The road to Yaoundé —
The day started in the dark a bit before 5am in Limbe, the urgency was impressed on me from everyone I spoke to, but most succinctly by Ivo my driver, "If we don't pass Douala by six we shall be stuck, so stuck, maybe two, three (wave of the hand) four hours." That began a seven and a half hour, three police stop, two truck crash, one coca-cola cannaiblization saga that terminated in one of the worst traffic messes in Yaoundé the capitol I have ever seen. But I'm writing about it, so I made it to my interviews (my next posting.)
Limbe, Cameroon — From what little of Cameroon I have seen in less than 24 hours, Douala is to be flown into and exited shortly there after. Limbe, on the other hand, eases up naturally on the senses. Nothing about the equatorial hot, humid confusion of Douala is inviting, nor the industrial confusion of the Bonabéri, the suburb lining the western side of the port. But 30 odd kilometers later, the minute you veer left at the split in the rural town of Mutengene (a town you apparently pass through and never stop — based on the diversity of thieves and their ways — trust me Ivo (Ivo Ngome, my driver and shadow for the next 30 days) gave me a running monologue about the dangers of this place including how the local thieves can hypnotize you and steal you blind, “even the police here are frightened, very frightened”) the thin tarmac road begins a gentle roller-coaster ride through green hills rowed in palm oil or banana.
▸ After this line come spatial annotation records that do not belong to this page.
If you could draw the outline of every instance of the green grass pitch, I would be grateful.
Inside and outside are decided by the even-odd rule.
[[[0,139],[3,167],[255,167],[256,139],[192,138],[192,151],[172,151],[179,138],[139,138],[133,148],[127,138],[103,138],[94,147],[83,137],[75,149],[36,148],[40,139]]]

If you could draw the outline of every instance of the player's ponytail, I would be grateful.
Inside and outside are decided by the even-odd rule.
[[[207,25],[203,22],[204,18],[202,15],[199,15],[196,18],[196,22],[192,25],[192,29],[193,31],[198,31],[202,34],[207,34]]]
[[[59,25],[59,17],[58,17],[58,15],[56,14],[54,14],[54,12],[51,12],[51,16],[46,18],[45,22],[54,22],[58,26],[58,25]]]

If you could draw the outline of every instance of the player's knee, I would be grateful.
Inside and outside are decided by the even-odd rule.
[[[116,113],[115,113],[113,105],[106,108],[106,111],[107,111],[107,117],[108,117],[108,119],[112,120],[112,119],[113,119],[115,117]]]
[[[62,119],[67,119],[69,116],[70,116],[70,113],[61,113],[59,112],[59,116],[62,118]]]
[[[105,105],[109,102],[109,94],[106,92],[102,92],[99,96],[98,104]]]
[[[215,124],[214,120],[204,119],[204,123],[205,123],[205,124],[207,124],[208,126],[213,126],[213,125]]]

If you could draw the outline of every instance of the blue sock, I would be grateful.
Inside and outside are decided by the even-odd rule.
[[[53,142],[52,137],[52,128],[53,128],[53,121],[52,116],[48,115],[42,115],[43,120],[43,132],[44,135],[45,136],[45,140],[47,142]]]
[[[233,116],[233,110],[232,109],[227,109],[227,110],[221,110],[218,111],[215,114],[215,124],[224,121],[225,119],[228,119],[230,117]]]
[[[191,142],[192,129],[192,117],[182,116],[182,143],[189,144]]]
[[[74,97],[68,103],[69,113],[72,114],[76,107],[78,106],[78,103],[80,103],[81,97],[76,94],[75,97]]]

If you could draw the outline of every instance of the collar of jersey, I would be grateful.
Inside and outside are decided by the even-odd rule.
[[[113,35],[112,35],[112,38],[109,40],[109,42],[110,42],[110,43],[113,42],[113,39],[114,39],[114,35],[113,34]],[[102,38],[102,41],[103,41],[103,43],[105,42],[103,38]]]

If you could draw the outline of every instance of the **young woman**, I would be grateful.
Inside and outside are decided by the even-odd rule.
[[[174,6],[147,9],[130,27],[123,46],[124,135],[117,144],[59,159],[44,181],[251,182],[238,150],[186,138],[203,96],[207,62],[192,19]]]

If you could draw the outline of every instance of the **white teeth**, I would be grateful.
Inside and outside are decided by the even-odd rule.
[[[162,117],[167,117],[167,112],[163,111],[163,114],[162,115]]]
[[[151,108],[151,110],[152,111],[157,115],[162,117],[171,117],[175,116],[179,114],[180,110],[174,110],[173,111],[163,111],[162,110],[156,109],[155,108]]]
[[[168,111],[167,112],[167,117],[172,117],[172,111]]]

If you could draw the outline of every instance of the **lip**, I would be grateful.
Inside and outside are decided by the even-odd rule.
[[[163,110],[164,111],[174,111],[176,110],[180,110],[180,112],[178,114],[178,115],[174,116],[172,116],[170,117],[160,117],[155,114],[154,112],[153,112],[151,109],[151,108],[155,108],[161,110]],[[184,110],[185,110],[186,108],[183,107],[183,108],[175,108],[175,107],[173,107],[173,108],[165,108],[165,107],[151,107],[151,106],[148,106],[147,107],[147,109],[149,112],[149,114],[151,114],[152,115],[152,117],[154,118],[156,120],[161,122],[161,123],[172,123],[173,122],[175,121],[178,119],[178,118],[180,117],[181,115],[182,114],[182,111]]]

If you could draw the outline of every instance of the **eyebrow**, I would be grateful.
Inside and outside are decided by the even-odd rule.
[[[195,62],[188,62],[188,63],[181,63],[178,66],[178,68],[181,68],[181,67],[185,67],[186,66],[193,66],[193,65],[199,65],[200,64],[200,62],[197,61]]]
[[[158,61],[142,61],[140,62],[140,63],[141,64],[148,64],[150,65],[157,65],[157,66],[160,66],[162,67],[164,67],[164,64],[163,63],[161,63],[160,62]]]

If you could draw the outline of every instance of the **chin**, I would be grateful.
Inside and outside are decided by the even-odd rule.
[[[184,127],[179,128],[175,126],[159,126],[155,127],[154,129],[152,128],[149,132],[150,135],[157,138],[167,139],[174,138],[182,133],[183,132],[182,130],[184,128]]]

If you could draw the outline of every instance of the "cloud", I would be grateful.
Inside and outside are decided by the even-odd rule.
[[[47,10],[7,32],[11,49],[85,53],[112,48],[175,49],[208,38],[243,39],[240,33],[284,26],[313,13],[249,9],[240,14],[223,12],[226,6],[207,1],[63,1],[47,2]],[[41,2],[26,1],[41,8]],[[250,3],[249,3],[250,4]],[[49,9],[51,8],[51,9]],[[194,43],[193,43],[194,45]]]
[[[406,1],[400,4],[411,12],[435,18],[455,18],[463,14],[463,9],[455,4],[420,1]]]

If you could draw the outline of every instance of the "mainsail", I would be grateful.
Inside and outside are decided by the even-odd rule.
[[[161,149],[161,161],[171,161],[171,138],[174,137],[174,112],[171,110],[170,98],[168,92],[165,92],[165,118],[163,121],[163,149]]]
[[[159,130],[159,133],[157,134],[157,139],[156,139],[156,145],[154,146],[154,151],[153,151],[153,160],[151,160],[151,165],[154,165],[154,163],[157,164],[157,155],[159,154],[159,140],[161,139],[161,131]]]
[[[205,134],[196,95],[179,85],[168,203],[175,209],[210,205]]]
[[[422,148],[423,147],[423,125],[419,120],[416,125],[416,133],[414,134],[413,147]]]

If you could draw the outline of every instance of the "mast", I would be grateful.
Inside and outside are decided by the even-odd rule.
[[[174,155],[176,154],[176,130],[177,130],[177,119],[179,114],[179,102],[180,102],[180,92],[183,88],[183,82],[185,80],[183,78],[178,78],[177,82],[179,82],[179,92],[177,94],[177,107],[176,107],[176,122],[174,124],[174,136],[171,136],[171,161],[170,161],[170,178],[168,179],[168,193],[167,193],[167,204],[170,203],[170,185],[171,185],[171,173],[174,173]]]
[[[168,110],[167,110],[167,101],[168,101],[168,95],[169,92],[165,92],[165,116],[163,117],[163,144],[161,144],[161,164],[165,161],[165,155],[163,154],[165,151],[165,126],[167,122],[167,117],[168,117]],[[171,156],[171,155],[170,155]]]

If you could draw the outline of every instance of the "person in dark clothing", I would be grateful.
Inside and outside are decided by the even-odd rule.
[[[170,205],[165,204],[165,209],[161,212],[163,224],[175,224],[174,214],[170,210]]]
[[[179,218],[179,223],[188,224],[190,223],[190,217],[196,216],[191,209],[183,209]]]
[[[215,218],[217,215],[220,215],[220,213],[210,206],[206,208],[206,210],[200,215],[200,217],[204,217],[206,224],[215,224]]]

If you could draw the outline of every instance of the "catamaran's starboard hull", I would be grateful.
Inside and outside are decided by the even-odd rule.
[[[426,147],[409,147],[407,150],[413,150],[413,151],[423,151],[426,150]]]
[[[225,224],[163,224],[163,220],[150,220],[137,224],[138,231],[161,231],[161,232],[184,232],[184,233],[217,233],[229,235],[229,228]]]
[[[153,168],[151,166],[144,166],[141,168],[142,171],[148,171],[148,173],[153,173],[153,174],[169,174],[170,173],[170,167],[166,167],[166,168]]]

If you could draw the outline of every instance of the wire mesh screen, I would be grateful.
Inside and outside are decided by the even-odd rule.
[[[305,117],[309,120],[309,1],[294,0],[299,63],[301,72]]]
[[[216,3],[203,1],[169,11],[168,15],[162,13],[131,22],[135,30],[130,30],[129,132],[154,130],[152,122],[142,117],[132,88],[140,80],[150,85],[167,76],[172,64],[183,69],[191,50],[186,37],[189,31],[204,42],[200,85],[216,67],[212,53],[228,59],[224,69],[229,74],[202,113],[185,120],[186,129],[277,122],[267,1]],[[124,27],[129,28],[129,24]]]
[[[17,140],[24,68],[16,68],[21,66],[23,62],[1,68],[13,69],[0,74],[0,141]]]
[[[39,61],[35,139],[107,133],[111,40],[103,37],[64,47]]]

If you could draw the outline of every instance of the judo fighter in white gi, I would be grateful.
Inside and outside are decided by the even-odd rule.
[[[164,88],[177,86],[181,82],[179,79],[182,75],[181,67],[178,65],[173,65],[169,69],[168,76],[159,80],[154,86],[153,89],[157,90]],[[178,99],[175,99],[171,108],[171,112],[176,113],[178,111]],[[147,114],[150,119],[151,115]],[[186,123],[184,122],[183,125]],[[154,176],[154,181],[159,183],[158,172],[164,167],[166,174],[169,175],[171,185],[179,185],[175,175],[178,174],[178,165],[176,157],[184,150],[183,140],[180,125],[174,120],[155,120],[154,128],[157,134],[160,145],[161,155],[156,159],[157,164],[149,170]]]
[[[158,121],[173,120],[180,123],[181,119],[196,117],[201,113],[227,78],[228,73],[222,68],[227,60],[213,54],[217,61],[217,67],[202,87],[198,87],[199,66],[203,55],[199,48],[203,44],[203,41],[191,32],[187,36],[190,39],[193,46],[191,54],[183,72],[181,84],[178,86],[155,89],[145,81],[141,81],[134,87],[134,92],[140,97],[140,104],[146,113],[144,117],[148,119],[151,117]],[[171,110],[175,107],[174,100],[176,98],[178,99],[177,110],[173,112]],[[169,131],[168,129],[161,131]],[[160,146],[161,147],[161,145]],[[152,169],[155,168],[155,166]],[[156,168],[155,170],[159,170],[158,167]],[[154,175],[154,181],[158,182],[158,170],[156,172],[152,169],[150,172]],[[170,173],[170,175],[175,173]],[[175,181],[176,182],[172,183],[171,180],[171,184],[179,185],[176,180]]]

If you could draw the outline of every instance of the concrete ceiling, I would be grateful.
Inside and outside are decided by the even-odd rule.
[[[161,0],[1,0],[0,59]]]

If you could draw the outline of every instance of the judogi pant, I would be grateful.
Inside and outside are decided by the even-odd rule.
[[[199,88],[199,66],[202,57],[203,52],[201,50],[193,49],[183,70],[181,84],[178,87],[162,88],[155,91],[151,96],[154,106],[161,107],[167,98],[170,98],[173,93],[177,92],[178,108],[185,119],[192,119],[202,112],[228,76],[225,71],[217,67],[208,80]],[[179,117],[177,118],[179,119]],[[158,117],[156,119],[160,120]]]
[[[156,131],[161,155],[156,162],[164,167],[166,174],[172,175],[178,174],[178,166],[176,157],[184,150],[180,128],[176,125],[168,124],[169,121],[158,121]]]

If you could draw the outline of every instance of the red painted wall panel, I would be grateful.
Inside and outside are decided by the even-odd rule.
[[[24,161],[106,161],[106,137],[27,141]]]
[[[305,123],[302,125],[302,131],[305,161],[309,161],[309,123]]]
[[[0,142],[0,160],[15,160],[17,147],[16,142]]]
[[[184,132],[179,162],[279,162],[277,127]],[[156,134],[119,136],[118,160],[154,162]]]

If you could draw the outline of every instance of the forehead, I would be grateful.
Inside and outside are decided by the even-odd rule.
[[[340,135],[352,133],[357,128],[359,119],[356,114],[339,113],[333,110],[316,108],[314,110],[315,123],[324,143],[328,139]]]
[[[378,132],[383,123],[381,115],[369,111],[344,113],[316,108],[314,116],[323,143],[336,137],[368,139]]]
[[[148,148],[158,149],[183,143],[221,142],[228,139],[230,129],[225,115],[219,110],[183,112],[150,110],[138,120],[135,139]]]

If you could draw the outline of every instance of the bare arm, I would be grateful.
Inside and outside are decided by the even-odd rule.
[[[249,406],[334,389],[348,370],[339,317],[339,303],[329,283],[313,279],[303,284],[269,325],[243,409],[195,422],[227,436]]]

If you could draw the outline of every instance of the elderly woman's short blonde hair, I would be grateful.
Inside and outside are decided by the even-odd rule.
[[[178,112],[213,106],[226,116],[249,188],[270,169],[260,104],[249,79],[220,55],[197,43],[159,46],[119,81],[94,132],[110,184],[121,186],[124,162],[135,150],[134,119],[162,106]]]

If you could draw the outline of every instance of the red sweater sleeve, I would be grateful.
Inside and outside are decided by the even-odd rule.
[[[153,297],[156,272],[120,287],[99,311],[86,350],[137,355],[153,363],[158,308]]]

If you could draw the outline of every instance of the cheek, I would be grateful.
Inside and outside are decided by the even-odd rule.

Between plantations tattered islands of remnant rainforest crest small hills and ravines, hints of what once was. Much of it is second growth forest, still, it reminds me there was once a lush rainforest sweeping over this landscape. Ivo, who grew up here, says it was always this way, always oil palms and rubber and bananas, “even from British times.” He is in his mid thirties, before him there was a different time.